Op.8 Unravel

1. Truth_1

 湊先輩に託された手帳には、細かく様々な姫についてのことが書かれているようだ。私はみんなの前で手帳を開き、最初のページから読み上げていった。

 ここからは、その内容である。


 * * *


 昔むかし、その昔。


 ヨーロッパのどこかの小さな村に、心優しい健気な女の子がおりました。


 その子は人の話を聞くのが上手で、いつも誰かの不安や相談を聞いてあげていました。


 その不安は様々。


『明日は家族でピクニックなのだけれど、少し天気が心配で……』


『好きな人に告白したいんだけど、勇気が出ない……』


『他の人がすごく成績が良くて……自分に自信が持てないんだ……』


 ほんの一部ですが、このようなことを毎日村の人々から聞き、それに良い返事をかけてやっておりました。


 彼女の噂はすぐに広まりました。


 ──あの小さな小さなはずれの村に、なんでも不安を取り除ける不思議な子供がいるらしいぞ。


 ──彼女が言ったことはいつも正しくなって、不安など感じなくなるのだそうだよ。


 ──予言者なのではないか?


 ──1度話を聞いてもらうだけで、その後の人生は失敗無しになるそうよ。


 ───……まさか、魔女なのでは?


 ──いやいや、魔女はこんなに心優しくないだろう。神から力を分け与えられた特別な子だ。
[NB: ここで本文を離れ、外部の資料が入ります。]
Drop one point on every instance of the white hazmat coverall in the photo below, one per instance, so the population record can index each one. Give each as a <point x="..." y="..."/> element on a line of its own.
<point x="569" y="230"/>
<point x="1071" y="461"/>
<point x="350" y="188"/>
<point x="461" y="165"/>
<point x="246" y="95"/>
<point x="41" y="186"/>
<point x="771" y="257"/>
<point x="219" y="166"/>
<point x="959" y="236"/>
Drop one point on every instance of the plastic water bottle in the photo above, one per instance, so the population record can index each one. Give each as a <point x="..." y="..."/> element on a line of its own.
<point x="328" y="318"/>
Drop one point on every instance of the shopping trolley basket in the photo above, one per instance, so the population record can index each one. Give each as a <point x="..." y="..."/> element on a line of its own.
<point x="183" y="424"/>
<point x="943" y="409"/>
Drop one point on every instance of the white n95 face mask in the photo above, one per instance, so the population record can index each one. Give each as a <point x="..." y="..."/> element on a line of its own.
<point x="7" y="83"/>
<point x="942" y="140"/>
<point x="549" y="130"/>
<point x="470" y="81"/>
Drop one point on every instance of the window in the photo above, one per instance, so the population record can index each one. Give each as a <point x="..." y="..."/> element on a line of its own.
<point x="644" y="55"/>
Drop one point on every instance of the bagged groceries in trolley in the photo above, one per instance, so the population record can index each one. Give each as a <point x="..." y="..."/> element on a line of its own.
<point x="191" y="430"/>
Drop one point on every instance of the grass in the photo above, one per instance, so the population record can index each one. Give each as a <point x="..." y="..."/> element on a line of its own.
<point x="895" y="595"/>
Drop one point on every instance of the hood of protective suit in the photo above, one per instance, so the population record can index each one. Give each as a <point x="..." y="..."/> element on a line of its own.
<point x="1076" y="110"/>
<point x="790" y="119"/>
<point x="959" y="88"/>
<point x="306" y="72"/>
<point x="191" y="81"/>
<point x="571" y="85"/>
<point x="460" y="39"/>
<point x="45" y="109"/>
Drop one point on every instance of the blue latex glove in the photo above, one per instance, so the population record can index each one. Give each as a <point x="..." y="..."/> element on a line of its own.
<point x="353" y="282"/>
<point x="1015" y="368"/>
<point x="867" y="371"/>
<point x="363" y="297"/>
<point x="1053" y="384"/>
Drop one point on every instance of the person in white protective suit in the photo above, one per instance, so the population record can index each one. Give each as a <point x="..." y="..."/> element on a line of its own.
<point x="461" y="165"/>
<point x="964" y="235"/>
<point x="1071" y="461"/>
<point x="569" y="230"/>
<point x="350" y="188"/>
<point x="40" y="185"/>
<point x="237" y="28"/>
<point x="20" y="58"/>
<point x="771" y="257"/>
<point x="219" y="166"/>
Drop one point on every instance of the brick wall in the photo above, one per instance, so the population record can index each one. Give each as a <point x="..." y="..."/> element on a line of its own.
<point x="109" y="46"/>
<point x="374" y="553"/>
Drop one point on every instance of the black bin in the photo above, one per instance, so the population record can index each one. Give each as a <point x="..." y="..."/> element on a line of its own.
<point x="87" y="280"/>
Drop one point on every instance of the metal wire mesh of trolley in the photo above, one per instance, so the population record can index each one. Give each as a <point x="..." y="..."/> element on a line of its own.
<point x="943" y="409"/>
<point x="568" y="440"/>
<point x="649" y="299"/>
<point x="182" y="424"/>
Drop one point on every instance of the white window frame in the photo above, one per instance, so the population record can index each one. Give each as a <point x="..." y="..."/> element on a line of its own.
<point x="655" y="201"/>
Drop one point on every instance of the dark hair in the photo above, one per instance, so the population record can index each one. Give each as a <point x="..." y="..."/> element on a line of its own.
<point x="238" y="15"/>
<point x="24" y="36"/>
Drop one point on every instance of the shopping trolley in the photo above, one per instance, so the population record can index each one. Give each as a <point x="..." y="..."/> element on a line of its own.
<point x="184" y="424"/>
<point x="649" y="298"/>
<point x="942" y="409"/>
 噂は独り歩きをし、ヨーロッパ中に広がり、彼女は相談事に追われる日々になりました。


 彼女は話を聞くだけなのにお金は取れない、と初めはチップを断りましたが、何度言っても持ってくる人はいたためありがたくいただくようになりました。


 みるみるうちにお金は貯まり、女の子がいる村は少しずつ発展していきました。


『私の話を聞く能力が、村のためになるのだったら私はそれで幸せです』


 そう、女の子は言ったということ。


 そうしてしばらく経った頃、様々な国の王族や貴族の家から手紙が送られてくるようになりました。


 女の子の家族は大変に驚きました。


 その手紙の中身は等しくこのようなもの。


『不安を取り除く力を、我々──家に』


 そう、彼女の予言者としての能力を買って、貴族たちは家の繁栄のため、彼女を養子に取ろうとしていたのです。


 ですが彼女は予言者などではなく、ただ話を聞いて、相手の不安を取り除くだけの存在。


 貴族の前でただの相談会などできる訳もありません。


 村の皆に聞けば、『彼女を養子に取ればその家は永遠に安泰だ』とまで言われているそう。


 噂が独り歩きしすぎて、手に負えない事態となってしまったようです。


『名だたる名門の貴族様のお家だわ…』

『なぁ、どうする?』


 両親は養子にやるのに好感的でしたが、当の本人はとても不安なようでした。


 自問自答を繰り返して、そうして少しずつ不安を減らしていきました。


 そうして、結局彼女は貴族の家へ引き取られていきました。


 そこでは毎日、引き取り手の貴族が女の子に不安を打ち明けに来ました。


 次の会議がうまく行くか不安だ。


 娘の結婚の準備が穏便に進められるかどうかとても不安だ。


 ここでも、悩みは様々でした。


 でも女の子はまだ幼く、政治のことなど分かるはずもありません。


 曖昧に微笑み、『大丈夫です、うまく行きますよ』と言うだけの日々。


 なんて辛く、退屈になってしまったのだろうかと女の子は嘆きました。


『村に戻りたい』


 そう強く願うも、叶わず。


 彼女は毎日の相談にだんだんと嫌気が差し、与えられた部屋に一日中こもってしまうことが多くなりました。


 ろくに食事も摂らず、貴族の前に姿も見せず。


 ただ独り、孤独なままでいました。


 けれど自分の中に不安は、どこにも見当たりません。


 よく分からない自分の心に困惑し、周りの大人のことも信じられないまま、最期は自分自身の顔に爪を立て、そうして事切れてしまいました。